Im zweiten Durchgang traten die Falcons engagierter und konzentrierter auf. Gleichzeitig leisteten sich die Eisbären jetzt mehrere Ballverluste, woraus Nürnberg ein ums andere Mal Kapital schlagen konnte. Defensiv standen die Falken gut, machten Druck auf den ballführenden Spieler und konnten so fünfeinhalb Minuten vor der Pause in Person von Duane Wilson ausgleichen (29:29). Moritz Sanders markierte von der Linie die erste Nürnberger Führung und nach einem schönen Fastbreak konnte Duane Wilson wenig später sogar auf 31:34 erhöhen. Zwar konterten die Eisbären, doch Nürnberg schien nun die Kontrolle über die Begegnung zu haben. Diese behielten sie auch und erspielten sich so bis zur Pause ein kleines Polster (39:46) – zur Freude der mitgereisten Schlachtenbummler.

Partie kippt – Falken-Comeback scheitert

Nach dem Seitenwechsel hielt die Falken-Führung zunächst. Doch an das starke zweite Viertel konnte Nürnberg nicht anknüpfen. In einer nun sehr unruhigen und von vielen Unterbrechungen geprägten Partie, kämpfte sich die Mannschaft von Michael Mai Punkt um Punkt heran.
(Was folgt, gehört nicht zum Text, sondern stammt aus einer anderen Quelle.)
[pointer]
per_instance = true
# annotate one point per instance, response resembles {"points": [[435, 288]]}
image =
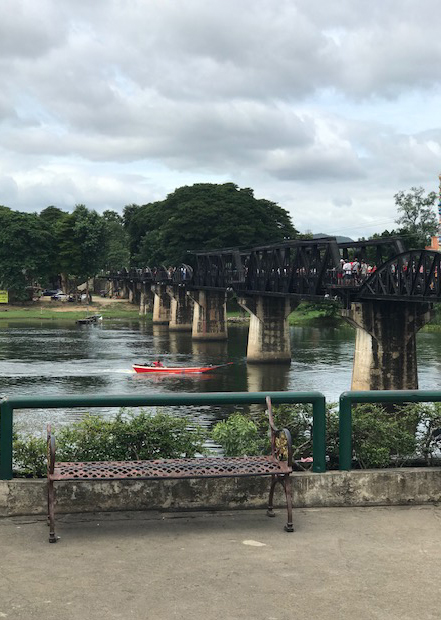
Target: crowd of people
{"points": [[354, 272]]}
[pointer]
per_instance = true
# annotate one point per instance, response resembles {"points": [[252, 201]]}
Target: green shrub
{"points": [[380, 438], [238, 436], [30, 456], [127, 437]]}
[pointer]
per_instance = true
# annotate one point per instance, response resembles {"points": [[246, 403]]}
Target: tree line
{"points": [[56, 246]]}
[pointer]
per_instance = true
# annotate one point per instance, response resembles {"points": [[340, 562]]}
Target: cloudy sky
{"points": [[327, 108]]}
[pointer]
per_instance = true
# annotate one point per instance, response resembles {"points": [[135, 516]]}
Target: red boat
{"points": [[177, 370]]}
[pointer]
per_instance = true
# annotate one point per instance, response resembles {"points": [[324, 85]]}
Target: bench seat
{"points": [[278, 465], [204, 467]]}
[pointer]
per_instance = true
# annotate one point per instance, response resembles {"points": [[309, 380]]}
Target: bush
{"points": [[238, 436], [244, 434], [127, 437], [380, 438]]}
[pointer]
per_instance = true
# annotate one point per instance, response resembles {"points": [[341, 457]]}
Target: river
{"points": [[59, 358]]}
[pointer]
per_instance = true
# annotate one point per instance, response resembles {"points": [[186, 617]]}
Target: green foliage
{"points": [[416, 215], [204, 216], [127, 437], [30, 457], [382, 438], [238, 435], [24, 251], [117, 253]]}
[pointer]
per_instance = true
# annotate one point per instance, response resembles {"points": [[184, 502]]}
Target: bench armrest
{"points": [[281, 443], [50, 450]]}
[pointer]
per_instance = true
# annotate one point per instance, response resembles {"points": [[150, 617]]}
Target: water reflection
{"points": [[267, 377], [53, 358]]}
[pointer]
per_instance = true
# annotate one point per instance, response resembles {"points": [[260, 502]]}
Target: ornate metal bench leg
{"points": [[51, 516], [288, 493], [270, 512]]}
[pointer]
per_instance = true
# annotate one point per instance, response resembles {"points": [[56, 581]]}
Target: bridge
{"points": [[387, 303]]}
Nach 25 Spielminuten gelang der Ausgleich (52:52) und da nun auch die Fans der Gastgeber auf sich aufmerksam machten, lief die Begegnung Gefahr zu kippen. Dies geschah dann auch, weil die Mittelfranken ihre Gegner ein ums andere Mal zu einfachen Punkten einluden. So ging es beim Stand von 67:61 in den Schlussabschnitt. Hier bewiesen die Falken viel Herz, kämpften, kamen mehrmals in Schlagdistanz, ließen dann aber beispielsweise Joshua Braun zweimal sträflich offen, der dies mit zwei erfolgreichen Distanzwürfen innerhalb von nur 60 Sekunden bestrafte und auf 78:69 stellte. Ralph Junge bat zur Auszeit und machte darin seinem Unmut über die Fehler an beiden Enden des Feldes Luft. Zu diesem Zeitpunkt waren noch über fünf Minuten zu spielen und so lebte die Hoffnung bei den tapferen Fans aus Nürnberg weiter. Der ProA-Vizemeister warf alles in die Waagschale und kam zweieinhalb Minuten vor dem Ende der regulären Spielzeit noch einmal auf 82:78 heran. Doch ein völlig uncontesteter Dunk von Kasey Hill beendete krachend den Nürnberger Comeback-Versuch. Am Ende scheiterte man knapp an der Kür und an den Eisbären Bremerhaven, die mit 86:78 auch das zweite Duell in dieser Saison für sich entschieden. Die Nürnberg Falcons liegen damit nun auf Tabellenplatz 5, werden sich in der kommenden Woche aufgrund des drohenden Punktabzuges aber wohl außerhalb der Playoff-Plätze einordnen müssen. Ihr nächstes Spiel bestreiten die Mittelfranken am Sonntag, den 19. Januar in Heidelberg. Die ausführlichen Stats gibt es hier.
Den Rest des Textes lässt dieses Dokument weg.